The Liar's Girl
Sometimes, I get tired of mysteries set in places like London, New York City, or Los Angeles, so I was pleased to discover that The Liar’s Girl was set in Ireland. Plus, the synopsis sounded fabulous, so I decided to give this psychological suspense novel a try, and I’m pretty glad I did.
It’s been ten years since Alison Smith has been back home to Ireland, but she thinks about it almost every day. She tries hard to push all thoughts of the people she left behind and the events that caused her to relocate to the Netherlands from her mind, but there are some things you can’t forget no matter how hard you try. For the most part, Alison likes the life she’s living now. She has a close-knit group of friends, and her job isn’t terrible, but Alison knows this isn’t the life she was meant to live.
When she was just eighteen, Alison moved to Dublin to attend university. There, she met and fell head over heels for Will Hurley, a charismatic young man who treated her like a queen. Her university experience was everything she dreamed it would be, and Alison couldn’t have been happier.

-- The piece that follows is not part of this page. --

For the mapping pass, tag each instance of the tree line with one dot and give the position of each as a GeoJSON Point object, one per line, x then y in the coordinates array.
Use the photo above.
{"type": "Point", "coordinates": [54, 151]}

A few months into her first term, the bodies of several young women were found washed up along the Grand Canal. Most of the women Alison associated with were frightened, though they all hid it the best they could. And then, terror struck incredibly close to home for Alison, when the final victim turned out to be her best friend Liz. To make matters much worse, Will was arrested and later convicted of the crimes, leaving Alison bereft and utterly unable to cope.
Now, Alison’s past is coming back to haunt her, for the body of yet another female student has been found washed up on the banks of the canal. Law enforcement officials questioned Will – who is still in prison for his previous crimes. Will claims to have information about the latest murder, but he refuses to share it with anyone but Alison, and so, Alison reluctantly returns to Dublin and to Will, in hopes of uncovering the truth once and for all.
I was expecting a fast-paced story filled with lots of twists and turns, and, while The Liar’s Girl is pretty twisty, I wouldn’t exactly call it fast-paced. The middle portion drags quite a bit, and I found it hard to remain interested in all the minutiae the author choses to include. We also spend a great deal of time with Alison and her thoughts, which grew tiresome after a while. It’s not that there’s a lack of dialogue exactly, but there are some pretty long stretches taken up with Alison pondering something or other.
I found Alison quite relatable. Her relationship with a convicted serial killer has obviously scarred her, but she experiences quite a bit of growth throughout the story. She doesn’t end up completely healed, but she’s made some great strides in that direction by the end.
Will is a very tricky character in more ways than one. When Alison visits him for the first time, he tells her he didn’t kill anyone after all. He insists he was framed, and he has all these wild conspiracy theories to back up his claims. At first, I dismissed what he was saying, but, as the story progressed, I found myself wondering if he had been set up after all, but I never actually liked him. The author makes that pretty hard to do, but I did end up feeling more sympathy for him than I expected to.
The end of the novel totally blew me away. I thought I had things all figured out, and then this huge twist came, seemingly out of nowhere, and it totally changed my perceptions of previous events. Twists are kind of the hallmarks of these types of books, and I’ve been known to figure them out before the author intended me to, but not so with this one.
The Liar’s Girl is far from my favorite mystery so far this year, but I still consider it worth reading. Its setting is refreshing, and its characters are complex enough to feel like real people. Plus, it has an utterly stellar ending. If I could recommend this book on the strength of that ending alone, I totally would.